周辺を見渡してみても、何の変哲もない日常の風景……通学路にあるブロック塀も、最近では朽ち始めているポストも、遠くに見え始めた高校も、全てが何一つ珍しくも無いはずなのに……。
なぜか一瞬だけ強烈な懐かしさを覚えて、そんな感覚をなぜ今突然感じたのか分からなくなり、立ち止まってしまう。
「??? 変だな……何だか10年ぶりに故郷に帰って来た戦場カメラマンの心境??」
本物の戦場を知りもしないクセにそんな事を考えること自体が無礼な気持ちもあるのだが、何故だかそんな表現が間違っていないという自覚もある妙な感覚。
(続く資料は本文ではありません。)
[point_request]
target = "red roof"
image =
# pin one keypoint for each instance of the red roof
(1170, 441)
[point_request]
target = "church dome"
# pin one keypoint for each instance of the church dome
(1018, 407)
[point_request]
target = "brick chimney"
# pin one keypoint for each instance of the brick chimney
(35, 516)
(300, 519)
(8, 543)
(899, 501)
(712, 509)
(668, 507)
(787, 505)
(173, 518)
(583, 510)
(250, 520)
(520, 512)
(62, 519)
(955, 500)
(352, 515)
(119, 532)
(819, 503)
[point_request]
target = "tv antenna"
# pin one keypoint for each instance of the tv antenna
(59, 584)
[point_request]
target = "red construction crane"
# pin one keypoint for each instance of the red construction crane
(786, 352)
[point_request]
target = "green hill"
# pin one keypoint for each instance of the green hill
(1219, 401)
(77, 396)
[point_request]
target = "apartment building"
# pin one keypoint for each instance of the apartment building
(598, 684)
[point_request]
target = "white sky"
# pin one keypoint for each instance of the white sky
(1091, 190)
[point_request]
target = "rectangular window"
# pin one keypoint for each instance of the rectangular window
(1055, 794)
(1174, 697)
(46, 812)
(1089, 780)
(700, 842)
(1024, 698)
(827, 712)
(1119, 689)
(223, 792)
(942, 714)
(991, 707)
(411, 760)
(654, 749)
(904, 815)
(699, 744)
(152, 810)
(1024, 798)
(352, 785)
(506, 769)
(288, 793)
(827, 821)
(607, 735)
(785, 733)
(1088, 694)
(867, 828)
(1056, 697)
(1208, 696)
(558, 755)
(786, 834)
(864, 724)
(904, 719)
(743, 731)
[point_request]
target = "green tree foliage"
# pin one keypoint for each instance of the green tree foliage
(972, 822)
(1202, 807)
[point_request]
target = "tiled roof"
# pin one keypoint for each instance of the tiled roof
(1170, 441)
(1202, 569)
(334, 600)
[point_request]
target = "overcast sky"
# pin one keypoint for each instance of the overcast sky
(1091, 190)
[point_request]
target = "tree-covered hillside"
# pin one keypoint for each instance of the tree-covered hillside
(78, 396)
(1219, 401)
「オ~ッス、なに道のど真ん中で突っ立ってんだよレン、遅刻すっぞ?」
そんな心境をぶった切るように声をかけて来たのは、同じ高校に通うクラスメートの男友達佐藤だった。
しかしその瞬間にも物凄い懐かしさを感じそうになり……昨日も同じように会っていた事を思い出して慌てて頭を振る。
「なんだぁ? 調子でも悪いのか?」
「ん、いや……何か妙な夢でも見たのかな? 妙に頭がボンヤリする」
「お? もしかして思春期バリバリなヤツか? 早朝下着を洗濯する系の……」
「ん~~? いや、何というかそんな嬉し恥ずかし系じゃ無かったな。大体そんな早朝を迎えていたら、羞恥心全開でお目めパッチリだろうよ」
「そら違いない!」
朝からゲラゲラと下品なバカ話で笑う友人との登校風景……そんな当たり前の事にすら喜びを感じてしまうとか、本当に今日の自分はどうかしているのだろうか?
神代煉 高校2年でどこに出しても凡庸な……もっと言えば成績は中の下、運動神経も大してなく人生の目標も特にない、俺はそういう人間であるハズだが??